Baby Supplies Distribution at Camp Arbat

December 18, 2013 • Iraq
Baby supplies distribution at Camp Arbat

Syrian refugees are arriving in Iraq with nothing other than what they are wearing. Nineteen of the 1,600 refugees at Arbat Camp are pregnant, and they don’t have any supplies for their newborns. Samaritan’s Purse is providing tools for these mothers to care for their young ones.

Hannah Hamrick is working as the child protection program manager with our team in northern Iraq.

In a population of approximately 1,600 Syrian refugees living in Camp Arbat, there are currently 19 pregnant mothers. One need Samaritan’s Purse has identified is the lack of adequate supplies for the newborn babies, especially in light of the impending winter months. The team put together a care package for the mothers containing clothing, blankets, pacifiers, and baby shampoo and oil. Then the team went through the camp, delivering the supplies to each expectant mother in her tent.

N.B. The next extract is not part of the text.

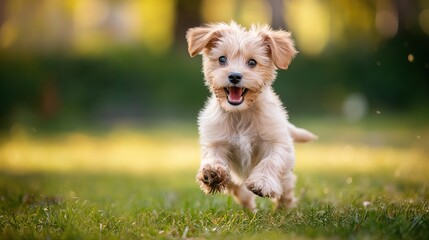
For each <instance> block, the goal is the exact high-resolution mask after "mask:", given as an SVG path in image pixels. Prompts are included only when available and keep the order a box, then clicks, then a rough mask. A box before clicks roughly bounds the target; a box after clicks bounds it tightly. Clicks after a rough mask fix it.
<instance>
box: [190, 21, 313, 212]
mask: <svg viewBox="0 0 429 240" xmlns="http://www.w3.org/2000/svg"><path fill="white" fill-rule="evenodd" d="M186 39H187V42H188V51H189V54H190V55H191V57H193V56H195V55H197V54H202V58H203V73H204V78H205V84H206V85H207V87H208V88H209V90H210V93H211V96H210V97H209V99H208V101H207V102H206V105H205V107H204V109H203V110H202V111H201V112H200V114H199V118H198V125H199V135H200V145H201V154H202V155H201V157H202V161H201V166H200V169H199V170H198V173H197V177H196V178H197V182H198V183H199V185H200V187H201V189H202V190H203V191H204V192H205V193H206V194H209V193H217V192H228V193H230V194H232V195H233V196H234V199H235V200H236V202H238V203H239V204H241V205H242V206H244V207H246V208H248V209H250V210H256V204H255V194H256V195H258V196H261V197H268V198H271V199H273V201H274V202H275V203H276V205H277V206H278V207H286V208H290V207H293V206H295V204H296V198H295V196H294V187H295V182H296V176H295V175H294V174H293V173H292V170H293V168H294V164H295V154H294V147H293V142H294V141H298V142H306V141H310V140H313V139H316V136H315V135H314V134H312V133H310V132H309V131H307V130H304V129H301V128H297V127H295V126H294V125H292V124H291V123H289V122H288V115H287V112H286V110H285V108H284V107H283V105H282V103H281V101H280V99H279V97H278V96H277V95H276V94H275V93H274V91H273V89H272V87H271V85H272V83H273V81H274V79H275V78H276V70H277V69H278V68H280V69H287V68H288V66H289V64H290V62H291V60H292V59H293V57H294V56H295V55H296V53H297V51H296V50H295V47H294V43H293V40H292V39H291V36H290V33H289V32H285V31H274V30H272V29H271V28H269V27H268V26H252V27H251V28H250V29H248V30H246V29H244V28H243V27H241V26H240V25H238V24H236V23H234V22H232V23H230V24H224V23H219V24H212V25H206V26H203V27H196V28H191V29H189V30H188V31H187V33H186Z"/></svg>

In some tents, we were met by the tired but contented faces of mothers who had recently given birth to their babies. The little ones slept soundly, unaware of their vulnerable position and the harsh realities into which they have been born. In another tent, we were met with great sadness, as one mother told us how she had lost her baby the week prior, the difficult journey from Syria to Iraq proving too arduous for the mother and child.

Baby Supplies at Camp Arbat

Babies like this one have been born into chaos and instability. Often, their mothers have left their extended family behind in Syria, and the mothers don’t have the necessary supplies to care for their newborns.

We visited a young expectant mother, Amira, who lives in the camp with her husband, Mohammad. Amira was a university student studying to be an English teacher when they were forced to flee. She is newly married and four months pregnant with her first child. Her parents and siblings remain in Syria, a fact that causes her continual anxiety.

 

“We talk to them as often as we can but are afraid of what news the next phone call may bring,” she said.

Amira expressed fears of giving birth to her first child so far from her home and her family in a hospital where she does not even speak the language of the doctors and nurses. She prays for peace in Syria, for the end of the terrible conflict that has caused her people so much pain and loss. She longs for the day when she will return to Syria and will bring her new child home to meet her family.

Another young woman named Eman, seven months pregnant with her second child, greeted us warmly.

“This is the best gift I could ever receive,” she exclaimed. “It is exactly what I need. Thank you. May God bless you.”